As if these splashy, schmoozy junkets could serve up less science! To quote The Economist on this year’s party: “It is hard to imagine being greeted at the door of a conference on particle physics -- or even malaria -- by stilt-wearing actors dressed as Buddhist monks and giraffes.” [See "Worlds Collide"].
Even when you set aside Big Pharma’s hype of every new product slouching toward FDA approval, you’re still left with the often breathless headlines the press manages to squeeze from the big studies. Thus, POZ’s attempt to wrest from the media mountain some nuggets of real-world treatment news:
DOCS to PIs: Bye-Bye
For whom did the bell toll at Barcelona? Protease inhibitors. That’s how the media spun a slew of studies, among them one led by Rome’s Giuseppe Barbaro, MD, reporting 9.8 heart attacks in 750 HIVers on a PI combo vs. 0.8 among 750 PI-free HAARTers. Or consider the Spanish study comparing HIVers starting on a PI-based combo to those starting on a non-nuke-based one -- and finding near-identical outcomes and CD4 counts.
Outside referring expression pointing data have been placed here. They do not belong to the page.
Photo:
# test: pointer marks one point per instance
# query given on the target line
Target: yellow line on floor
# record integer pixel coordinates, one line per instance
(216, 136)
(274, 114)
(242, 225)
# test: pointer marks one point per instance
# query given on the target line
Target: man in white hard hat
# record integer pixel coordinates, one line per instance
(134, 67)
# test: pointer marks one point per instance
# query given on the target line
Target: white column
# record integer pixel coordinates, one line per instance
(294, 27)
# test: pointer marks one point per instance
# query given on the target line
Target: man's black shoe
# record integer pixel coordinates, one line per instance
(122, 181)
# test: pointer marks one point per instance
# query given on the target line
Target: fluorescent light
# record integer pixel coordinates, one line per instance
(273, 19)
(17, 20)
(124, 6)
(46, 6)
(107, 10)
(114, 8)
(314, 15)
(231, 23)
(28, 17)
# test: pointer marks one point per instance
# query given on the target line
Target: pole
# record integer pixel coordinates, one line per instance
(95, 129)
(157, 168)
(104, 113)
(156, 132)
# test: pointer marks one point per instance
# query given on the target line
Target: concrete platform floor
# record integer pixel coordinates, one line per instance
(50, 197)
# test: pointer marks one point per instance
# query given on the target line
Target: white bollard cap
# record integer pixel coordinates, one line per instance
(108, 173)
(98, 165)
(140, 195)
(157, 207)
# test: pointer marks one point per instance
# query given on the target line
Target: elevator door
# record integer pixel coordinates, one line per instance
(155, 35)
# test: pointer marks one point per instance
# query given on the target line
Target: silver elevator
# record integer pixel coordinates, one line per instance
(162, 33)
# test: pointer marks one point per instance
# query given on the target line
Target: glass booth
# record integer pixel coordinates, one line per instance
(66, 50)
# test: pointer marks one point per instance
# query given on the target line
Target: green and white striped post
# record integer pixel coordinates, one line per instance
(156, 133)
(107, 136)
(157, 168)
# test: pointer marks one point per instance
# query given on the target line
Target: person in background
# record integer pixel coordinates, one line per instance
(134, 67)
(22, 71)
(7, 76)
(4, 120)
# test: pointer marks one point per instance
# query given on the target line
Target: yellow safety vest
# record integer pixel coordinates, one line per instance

But let’s not overplay the death of the PI. The more we see first-line non-nuke combos in action, the more we’ll see the downsides -- especially resistance (which happens more easily than with PIs). Non-nukes may have won a few battles, but the class war (’twixt drugs, that is) rages on.
Put Your Money on T-20
From The New York Times front page to evening-news bytes worldwide, the media played Roche’s ready-for-its-close-up fusion inhibitor Fuzeon (a.k.a. T-20) as the next great treatment hope, trumpeting that it offers an “AIDS lifeline” and “slashes virus to undetectable levels.” The true take-home? If you have a skimpy 10 percent chance of getting your HIV under control by recycling old drugs, T-20 ups it to 20 percent. That’s nothing to sneeze at for people at the end of their treatment hope, but not worth blowing the shofar for, either -- especially because HIV can develop high resistance to it after two measly mutations.
Viread & Zerit In a Tie
The biotech Gilead’s buzz-making “903” study of 600 treatment-naivers pitted Sustiva/3TC/d4T (Zerit) against Sustiva/3TC/tenofovir (a.k.a. Viread, Gilead’s newish nucleotide analog) -- and after 48 weeks reported equal percentages of undetectable virus (78 percent) and CD4 increases (up 167 vs. 169). Does that make Viread a dead-ringer for Bristol-Myers Squibb’s d4T? Maybe, but the average HIV doc probably won’t use Viread in starters until the HHS officially recommends it. And with Gilead lacking BMS-sized clout, when will that be?
Hitting Early, Stopping Safe
It’s still okay to stop. An Argentine study of 200 HAART-treated HIVers with CD4 counts stably over 350 found that, a year after half had stopped treatment, the HAART-less saw an average viral load change of no more or less than 1,000 (with no one’s rising above 100,000), an average CD4 drop of only 14, and no AIDS-related symptoms. What does it all mean? Maybe that those over-achieving asymptomatics who leapt needlessly onto the triple-drug bandwagon -- thanks to HHS recommendations -- can now feel good about leaping off.
HAART-Wrenching Findings
Jaded wonks were caught off-guard when Australian Jon Willis, MD, presented his study of the emotional effects of lipodystrophic body changes in HIVers: Up to three-quarters felt outed as HIVers, sexually unattractive and generally miserable. But Willis made his case even more powerful by pointing out his own stick-limbs, puppet cheeks, buffalo hump and big belly, calling them the “cruel ironies” of living with HIV and HAART. “HIV-infected people with these physical body changes feel weird, grotesque, deformed, unloved and unlovable,” he said. “Many have contemplated or attempted suicide.”
With those words, the room fell into silence -- speaking volumes for just how cruelly imperfect HIV care remains, even in the most privileged corners of the world.